In the unaffected sibling genotype data, the power of rejecting HWE also shows dramatic differences from the parental data (fig. 2c, d; table 2). Dominant and recessive models have the highest power of detecting deviations from HWE while the additive and multiplicative model show much lower power of rejecting HWE (fig. 1c, d). However the power to detect deviations from HWE is not high due to the small magnitude of the deviation. For example, for the dominant model for γ1 = 1.5 the maximum power of rejecting HWE is 1.41 × 10−4, at population allele frequency of ∼0.42, and increases to 6.94 × 10−3 for γ1 = 2.0, at population allele frequency of ∼0.36. The recessive model has similar power of rejecting HWE to the dominant model. For the additive and multiplicative model the maximum power of rejecting HWE is only slightly elevated over the value of α (fig. 2c, d; table 2). When the r2 value between the marker and the functional locus is not equal 1, the HWD coefficients and corresponding power to detect deviations from HWE are both reduced (suppl. figure 1; suppl. table 1, 2).

Proband Genotype Data

Deviation from HWE in genotype data from affected individuals was observed and proposed for use in detecting associations in case only studies [25] and various scenarios were more extensively explored by Wittke-Thompson et al. [26]. The strength of deviation for HWE, D is shown in figure 3a, b and table 1 and the power of rejecting the null hypothesis of HWE is displayed in figure 3c, d and table 2. Similar to the genotype data for unaffected siblings deviations from HWE are negative for the additive and dominant model and positive for the recessive model. However the strength of deviations from HWE is greater in the genotype data from probands compared to the unaffected siblings. For γ1 = 1.5 the deviation from HWE is about four times greater in the proband genotype data than in the genotype data from unaffected siblings for the additive, dominant and recessive models. For the multiplicative model there are no deviations from HWE, regardless of the population allele frequency (fig. 3a, b; table 1).

Fig. 3.

Fig. 3

For proband genotype data for population allele frequencies ranging from 0.05 to 0.95; the HWD coefficient for a genotypic RR of γ1 = 1.5 (a) and γ1 = 2.0 (b) and the power of rejecting the null hypothesis of HWE for α = 1 × 10−7 for a genotypic RR of γ1 = 1.5 (c) and γ1 = 2.0 (d).
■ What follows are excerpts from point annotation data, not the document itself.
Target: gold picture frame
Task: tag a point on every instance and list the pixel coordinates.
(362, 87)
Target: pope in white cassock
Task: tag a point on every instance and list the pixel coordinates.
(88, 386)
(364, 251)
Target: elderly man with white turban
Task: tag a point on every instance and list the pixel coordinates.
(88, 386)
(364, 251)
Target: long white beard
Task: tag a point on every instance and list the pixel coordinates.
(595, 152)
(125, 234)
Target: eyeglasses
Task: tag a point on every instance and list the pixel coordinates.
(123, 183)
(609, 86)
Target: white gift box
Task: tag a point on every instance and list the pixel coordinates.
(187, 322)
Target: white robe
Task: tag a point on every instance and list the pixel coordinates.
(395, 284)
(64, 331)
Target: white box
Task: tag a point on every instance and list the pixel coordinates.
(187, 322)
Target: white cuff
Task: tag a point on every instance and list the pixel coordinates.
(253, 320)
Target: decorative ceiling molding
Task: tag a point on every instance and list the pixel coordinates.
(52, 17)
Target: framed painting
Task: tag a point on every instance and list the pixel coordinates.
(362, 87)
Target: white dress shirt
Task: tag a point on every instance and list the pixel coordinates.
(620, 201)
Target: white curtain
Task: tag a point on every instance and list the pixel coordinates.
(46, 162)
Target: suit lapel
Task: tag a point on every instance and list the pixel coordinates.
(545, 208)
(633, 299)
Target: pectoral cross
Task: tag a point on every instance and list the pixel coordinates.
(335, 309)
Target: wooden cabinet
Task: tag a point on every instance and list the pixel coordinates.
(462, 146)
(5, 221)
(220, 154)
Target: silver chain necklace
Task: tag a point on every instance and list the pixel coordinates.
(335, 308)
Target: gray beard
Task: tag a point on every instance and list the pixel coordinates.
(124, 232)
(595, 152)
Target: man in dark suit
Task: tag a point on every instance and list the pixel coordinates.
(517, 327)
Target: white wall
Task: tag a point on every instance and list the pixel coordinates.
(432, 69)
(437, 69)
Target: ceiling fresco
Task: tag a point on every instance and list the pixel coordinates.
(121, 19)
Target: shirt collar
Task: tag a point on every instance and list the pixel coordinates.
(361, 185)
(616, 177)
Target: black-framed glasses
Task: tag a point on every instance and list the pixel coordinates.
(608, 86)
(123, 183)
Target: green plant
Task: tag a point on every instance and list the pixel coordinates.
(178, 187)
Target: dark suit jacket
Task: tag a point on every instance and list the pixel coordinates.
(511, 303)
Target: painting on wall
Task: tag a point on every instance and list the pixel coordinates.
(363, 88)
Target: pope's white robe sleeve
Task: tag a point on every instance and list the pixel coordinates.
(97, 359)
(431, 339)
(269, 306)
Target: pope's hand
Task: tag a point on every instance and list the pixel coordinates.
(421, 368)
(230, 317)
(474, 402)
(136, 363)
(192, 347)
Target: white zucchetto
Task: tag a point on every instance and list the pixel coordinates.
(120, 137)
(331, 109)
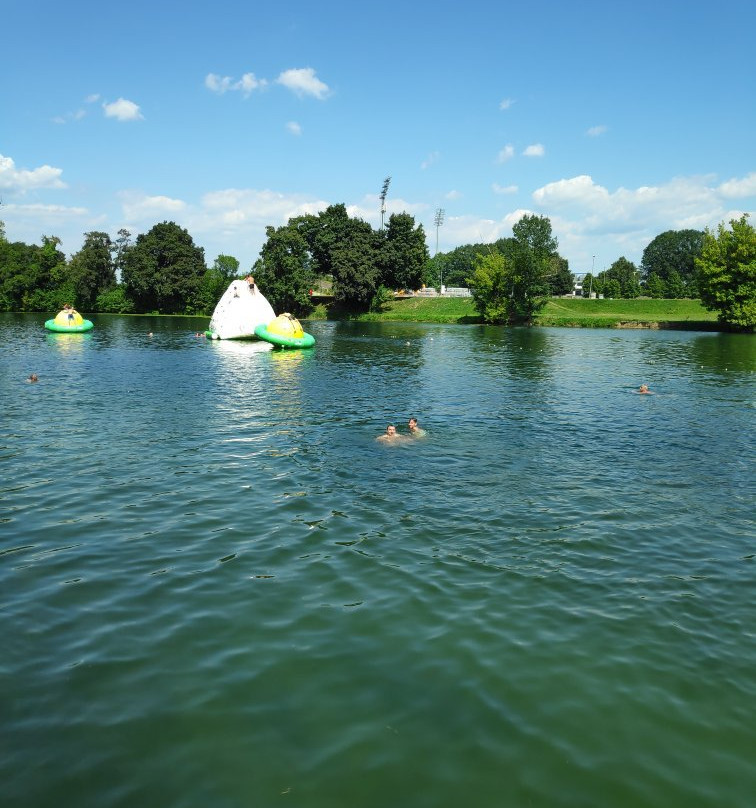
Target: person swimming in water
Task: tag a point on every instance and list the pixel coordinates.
(414, 429)
(390, 435)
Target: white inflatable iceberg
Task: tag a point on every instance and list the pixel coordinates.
(241, 309)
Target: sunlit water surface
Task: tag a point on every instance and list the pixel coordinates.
(217, 589)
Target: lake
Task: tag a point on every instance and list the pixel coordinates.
(218, 589)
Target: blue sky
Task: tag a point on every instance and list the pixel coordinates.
(618, 121)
For a fixed genotypic RR and population allele frequency, the power to detect a deviation from HWE is always greater in the proband data compared to the power to detect a deviation from HWE in either the parental or unaffected sibling genotype data with the exception of the multiplicative model, where for the proband genotype data there is no deviation for HWE and the power to detect a deviation from HWE is α. For example for γ1 = 1.5 the maximum power to reject the null hypothesis of HWE is 0.97 for both the dominant and the recessive genetic model in the proband genotype data compared to 4.67 × 10−5 (dominant model) and 5.22 × 10−6 (recessive model) in the parental genotype data and 1.41 × 10−4 (dominant model) and 1.51 × 10−4 (recessive model) in the unaffected sibling genotype data (fig. 3; table 1). When the genotypic RR is increased to 2.0, the maximum power to reject HWE for both the dominant and recessive models is close to 1 for the proband genotype data (fig. 3; table 1). It should be noted that while the comparison is made for equal number of probands and unaffected siblings, since each proband has two parents the evaluation is made for 5,000 probands vs. 10,000 parents. For the additive model although the power to reject the null hypothesis of HWE is greater in the genotype data from probands compared to both the parental and unaffected sibling genotype data the disparity is not as great as observed for the dominant and recessive models. For example, the maximum power to reject HWE in the genotype data from probands is 5.86 × 10−4 for γ1 = 1.5 and 0.4 for γ1 = 2.0 for the additive model, while for the parental genotype data the maximum power of rejecting HWE is 2.32 × 10−6 for γ1 = 1.5 and 2.61 × 10−4 for γ1 = 2.0, and for unaffected sibling data the corresponding power is 7.21 × 10−6 for γ1 = 1.5 and 2.35 × 10−5 for γ1 = 2.0 (table 1).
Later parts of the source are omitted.